Derek had a follow-up post this morning featuring his readers suggestions. You guessed it, there was no shortage of suggestions for government programs to cure the problem.
When I read his first post it brought to mind something that Holman Jenkins wrote in his opus on the financial crisis:
In the 1980s, America flirted with industrial policy and protectionism to meet what was regarded as a Japanese economic threat. But our entrepreneurial bias prevailed in the end: While the Japanese bureaucracy was directing that country’s technology giants to dominate the manufacture of computer memory chips, perceived as the “strategic” resource of the 21st century, Silicon Valley was mostly left to its own chaotic, mercurial devices — and ended up focusing on microprocessors, software, multimedia, and networking. Given birth were the personal computer industry and, in due course, the internet. Try to imagine Microsoft or Google springing from the plan of a bureaucrat at Japan’s Ministry of International Trade and Industry.

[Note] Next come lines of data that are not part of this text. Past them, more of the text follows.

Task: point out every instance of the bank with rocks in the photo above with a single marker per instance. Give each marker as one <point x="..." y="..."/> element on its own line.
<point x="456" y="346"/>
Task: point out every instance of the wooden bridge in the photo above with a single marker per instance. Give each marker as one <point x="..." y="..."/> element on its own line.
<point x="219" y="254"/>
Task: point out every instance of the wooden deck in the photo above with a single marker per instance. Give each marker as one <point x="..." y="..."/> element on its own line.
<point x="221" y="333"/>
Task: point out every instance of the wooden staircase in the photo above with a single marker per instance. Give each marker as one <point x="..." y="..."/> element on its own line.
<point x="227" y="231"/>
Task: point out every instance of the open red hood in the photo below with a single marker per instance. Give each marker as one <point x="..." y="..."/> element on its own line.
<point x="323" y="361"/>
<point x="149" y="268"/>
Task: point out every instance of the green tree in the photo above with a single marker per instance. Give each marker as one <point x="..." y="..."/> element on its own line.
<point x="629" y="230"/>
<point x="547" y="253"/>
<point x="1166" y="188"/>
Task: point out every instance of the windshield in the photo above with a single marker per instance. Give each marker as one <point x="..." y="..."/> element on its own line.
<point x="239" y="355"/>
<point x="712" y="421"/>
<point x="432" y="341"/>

That’s a nonmistake we apparently won’t make again. With its vast ambitions across broad swaths of the economy — from health care to energy to education — look for endless acts of industrial favoritism from Obamanomics. President Obama, with his confident judgment that the future is “green” energy, that government can deliver “affordable” health care, that everyone can and should go to college, has all the hubris of a miti bureaucrat of the mid-1980s and little apparent appreciation that America’s strength is the decentralized economic agenda thrown up by entrepreneurs and inventors and opportunists whose every impulse Washington doesn’t try to corral and control with mandates and incentives.
New products, ideas and innovation come in fits and starts. You can’t program them, they spring forth from minds that might have been working out the problems for years. When they do come it’s often in a torrent as one idea feeds off of another. Like it or not there are cycles, sometimes unproductive like our recent fixation on financial engineering, but the system has a way of self-adjusting. It’s taken care of itself for a long time and there really isn’t any reason to think that it might not be able to continue in that mode.
There are a whole lot of reasons to think that having the government direct it will come to no good.